CPU: Intel Xeon (2) @ 2.199GHz 
GPU: NVIDIA Tesla T4 

Command to reproduce

!python MinimumExample/Example_ONNX_LlamaV2.py \
--onnx_file 7B_float16/ONNX/LlamaV2_7B_float16.onnx \
--embedding_file 7B_float16/embeddings.pth \
--tokenizer_path tokenizer.model \
--prompt "What is the lightest element?"

Output in my local system

python3 MinimumExample/Example_ONNX_LlamaV2.py --onnx_file 7B_float16/ONNX/LlamaV2_7B_float16.onnx --embedding_file 7B_float16/embeddings.pth --tokenizer_path tokenizer.model --prompt "hello"
/home/anindyadeep/anaconda3/envs/llm/lib/python3.9/site-packages/onnxruntime/capi/onnxruntime_inference_collection.py:65: UserWarning: Specified provider 'DmlExecutionProvider' is not in available provider names.Available providers: 'TensorrtExecutionProvider, CUDAExecutionProvider, CPUExecutionProvider'
  warnings.warn(
2023-08-27 12:25:33.996863660 [E:onnxruntime:, inference_session.cc:1644 operator()] Exception during initialization: /onnxruntime_src/onnxruntime/core/framework/bfc_arena.cc:368 void* onnxruntime::BFCArena::AllocateRawInternal(size_t, bool, onnxruntime::Stream*, bool, onnxruntime::WaitNotificationFn) Failed to allocate memory for requested buffer of size 33554432

Traceback (most recent call last):
  File "/home/anindyadeep/workspace/llama2-onnx/Llama-2-Onnx/MinimumExample/Example_ONNX_LlamaV2.py", line 166, in <module>
    response = run_onnx_llamav2(
  File "/home/anindyadeep/workspace/llama2-onnx/Llama-2-Onnx/MinimumExample/Example_ONNX_LlamaV2.py", line 47, in run_onnx_llamav2
    llm_session = onnxruntime.InferenceSession(
  File "/home/anindyadeep/anaconda3/envs/llm/lib/python3.9/site-packages/onnxruntime/capi/onnxruntime_inference_collection.py", line 383, in __init__
    self._create_inference_session(providers, provider_options, disabled_optimizers)
  File "/home/anindyadeep/anaconda3/envs/llm/lib/python3.9/site-packages/onnxruntime/capi/onnxruntime_inference_collection.py", line 435, in _create_inference_session
    sess.initialize_session(providers, provider_options, disabled_optimizers)
onnxruntime.capi.onnxruntime_pybind11_state.RuntimeException: [ONNXRuntimeError] : 6 : RUNTIME_EXCEPTION : Exception during initialization: /onnxruntime_src/onnxruntime/core/framework/bfc_arena.cc:368 void* onnxruntime::BFCArena::AllocateRawInternal(size_t, bool, onnxruntime::Stream*, bool, onnxruntime::WaitNotificationFn) Failed to allocate memory for requested buffer of size 33554432

Output in Google colab

/usr/local/lib/python3.10/dist-packages/onnxruntime/capi/onnxruntime_inference_collection.py:65: UserWarning: Specified provider 'DmlExecutionProvider' is not in available provider names.Available providers: 'CPUExecutionProvider'
  warnings.warn(
^C

This probably means the process is automatically getting killed.

So now I have two questions here:

  1. What might be the root cause here, Instead of having Cuda and everything installed, it is switching back to DmlExecutionProvider and giving error.
  2. The execution time is large here.
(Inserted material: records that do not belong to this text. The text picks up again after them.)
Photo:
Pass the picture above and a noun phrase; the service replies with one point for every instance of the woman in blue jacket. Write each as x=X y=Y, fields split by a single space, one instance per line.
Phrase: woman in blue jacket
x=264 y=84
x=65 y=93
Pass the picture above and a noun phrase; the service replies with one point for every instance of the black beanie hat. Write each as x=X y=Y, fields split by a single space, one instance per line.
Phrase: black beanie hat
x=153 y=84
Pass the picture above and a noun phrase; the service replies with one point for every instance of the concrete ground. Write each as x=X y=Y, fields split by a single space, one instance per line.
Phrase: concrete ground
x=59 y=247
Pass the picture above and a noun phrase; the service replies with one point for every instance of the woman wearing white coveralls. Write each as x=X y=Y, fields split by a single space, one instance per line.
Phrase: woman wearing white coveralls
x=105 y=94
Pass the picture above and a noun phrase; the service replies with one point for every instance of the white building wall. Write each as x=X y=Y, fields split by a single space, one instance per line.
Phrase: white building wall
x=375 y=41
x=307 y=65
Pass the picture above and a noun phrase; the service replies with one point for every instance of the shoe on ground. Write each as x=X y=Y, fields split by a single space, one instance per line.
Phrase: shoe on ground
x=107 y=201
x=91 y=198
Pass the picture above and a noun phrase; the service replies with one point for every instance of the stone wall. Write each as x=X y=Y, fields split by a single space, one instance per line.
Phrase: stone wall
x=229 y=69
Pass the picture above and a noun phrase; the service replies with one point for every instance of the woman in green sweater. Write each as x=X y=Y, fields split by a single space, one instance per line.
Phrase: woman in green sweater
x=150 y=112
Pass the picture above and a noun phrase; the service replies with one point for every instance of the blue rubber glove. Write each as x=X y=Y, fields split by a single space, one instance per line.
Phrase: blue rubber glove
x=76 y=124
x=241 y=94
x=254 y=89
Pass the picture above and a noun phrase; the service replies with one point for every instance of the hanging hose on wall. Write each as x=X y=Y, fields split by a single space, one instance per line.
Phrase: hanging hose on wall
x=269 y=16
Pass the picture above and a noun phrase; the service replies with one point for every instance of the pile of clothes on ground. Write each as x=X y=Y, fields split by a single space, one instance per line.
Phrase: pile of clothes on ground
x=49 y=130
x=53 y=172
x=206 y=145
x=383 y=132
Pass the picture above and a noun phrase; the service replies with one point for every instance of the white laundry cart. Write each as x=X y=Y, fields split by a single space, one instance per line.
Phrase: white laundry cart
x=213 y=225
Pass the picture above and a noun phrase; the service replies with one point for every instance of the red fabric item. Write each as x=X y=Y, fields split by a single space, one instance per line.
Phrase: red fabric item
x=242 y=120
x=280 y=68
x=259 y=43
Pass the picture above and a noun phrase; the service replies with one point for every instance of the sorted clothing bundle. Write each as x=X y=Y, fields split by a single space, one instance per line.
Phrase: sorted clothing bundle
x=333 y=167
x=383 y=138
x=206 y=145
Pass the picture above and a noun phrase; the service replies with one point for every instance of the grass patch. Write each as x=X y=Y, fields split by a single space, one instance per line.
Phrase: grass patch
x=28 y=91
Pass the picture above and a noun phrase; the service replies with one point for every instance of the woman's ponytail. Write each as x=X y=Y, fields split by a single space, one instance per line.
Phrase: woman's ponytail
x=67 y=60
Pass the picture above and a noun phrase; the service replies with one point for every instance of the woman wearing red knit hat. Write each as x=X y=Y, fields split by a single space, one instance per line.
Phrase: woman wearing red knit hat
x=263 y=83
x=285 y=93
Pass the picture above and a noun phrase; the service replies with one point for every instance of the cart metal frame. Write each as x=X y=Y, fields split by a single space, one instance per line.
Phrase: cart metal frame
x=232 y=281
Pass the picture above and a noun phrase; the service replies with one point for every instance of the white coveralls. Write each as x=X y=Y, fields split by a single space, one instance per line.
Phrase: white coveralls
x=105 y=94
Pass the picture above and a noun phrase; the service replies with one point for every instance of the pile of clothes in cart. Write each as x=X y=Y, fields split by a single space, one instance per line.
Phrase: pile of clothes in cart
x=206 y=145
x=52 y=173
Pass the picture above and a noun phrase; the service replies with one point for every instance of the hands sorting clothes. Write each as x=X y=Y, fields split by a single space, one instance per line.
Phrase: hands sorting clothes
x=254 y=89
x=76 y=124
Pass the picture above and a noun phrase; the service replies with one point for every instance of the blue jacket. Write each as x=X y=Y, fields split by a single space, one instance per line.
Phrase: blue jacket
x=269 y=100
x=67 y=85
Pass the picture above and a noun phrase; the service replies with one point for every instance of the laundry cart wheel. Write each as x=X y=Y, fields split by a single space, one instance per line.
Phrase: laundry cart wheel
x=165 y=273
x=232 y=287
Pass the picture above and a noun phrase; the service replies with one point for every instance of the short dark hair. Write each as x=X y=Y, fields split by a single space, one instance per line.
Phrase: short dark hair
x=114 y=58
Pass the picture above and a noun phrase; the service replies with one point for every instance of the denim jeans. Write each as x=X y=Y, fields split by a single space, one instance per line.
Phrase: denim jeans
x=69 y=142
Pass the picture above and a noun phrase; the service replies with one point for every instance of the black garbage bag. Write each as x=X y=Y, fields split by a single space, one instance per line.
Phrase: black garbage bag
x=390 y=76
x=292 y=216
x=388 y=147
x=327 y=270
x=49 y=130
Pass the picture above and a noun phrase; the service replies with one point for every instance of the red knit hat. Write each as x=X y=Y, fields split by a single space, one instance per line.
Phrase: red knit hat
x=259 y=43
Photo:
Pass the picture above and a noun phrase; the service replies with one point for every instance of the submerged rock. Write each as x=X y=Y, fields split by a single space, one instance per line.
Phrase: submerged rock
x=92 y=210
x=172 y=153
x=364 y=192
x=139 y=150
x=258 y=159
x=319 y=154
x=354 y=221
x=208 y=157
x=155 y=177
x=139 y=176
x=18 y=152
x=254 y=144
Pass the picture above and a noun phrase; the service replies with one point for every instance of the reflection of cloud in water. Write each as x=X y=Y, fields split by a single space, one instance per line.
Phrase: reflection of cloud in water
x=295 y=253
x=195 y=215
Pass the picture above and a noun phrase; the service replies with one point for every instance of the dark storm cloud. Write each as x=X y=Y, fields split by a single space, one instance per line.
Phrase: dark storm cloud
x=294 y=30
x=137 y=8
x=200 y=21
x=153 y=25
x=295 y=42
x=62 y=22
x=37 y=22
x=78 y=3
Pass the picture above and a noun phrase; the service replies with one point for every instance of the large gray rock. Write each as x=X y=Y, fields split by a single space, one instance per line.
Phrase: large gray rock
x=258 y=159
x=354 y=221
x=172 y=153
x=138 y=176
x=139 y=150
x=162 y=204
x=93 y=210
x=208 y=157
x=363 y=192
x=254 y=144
Although I am getting error or the process is getting killed, but till reaching that state, the time take is around 52-60 seconds in google colab (after which it is using ^C to kill the process) and `10-15`` seconds in my local m(after which it is giving error)

!! Update:

made some changes in the example code in just to provide the CPU Execution provider.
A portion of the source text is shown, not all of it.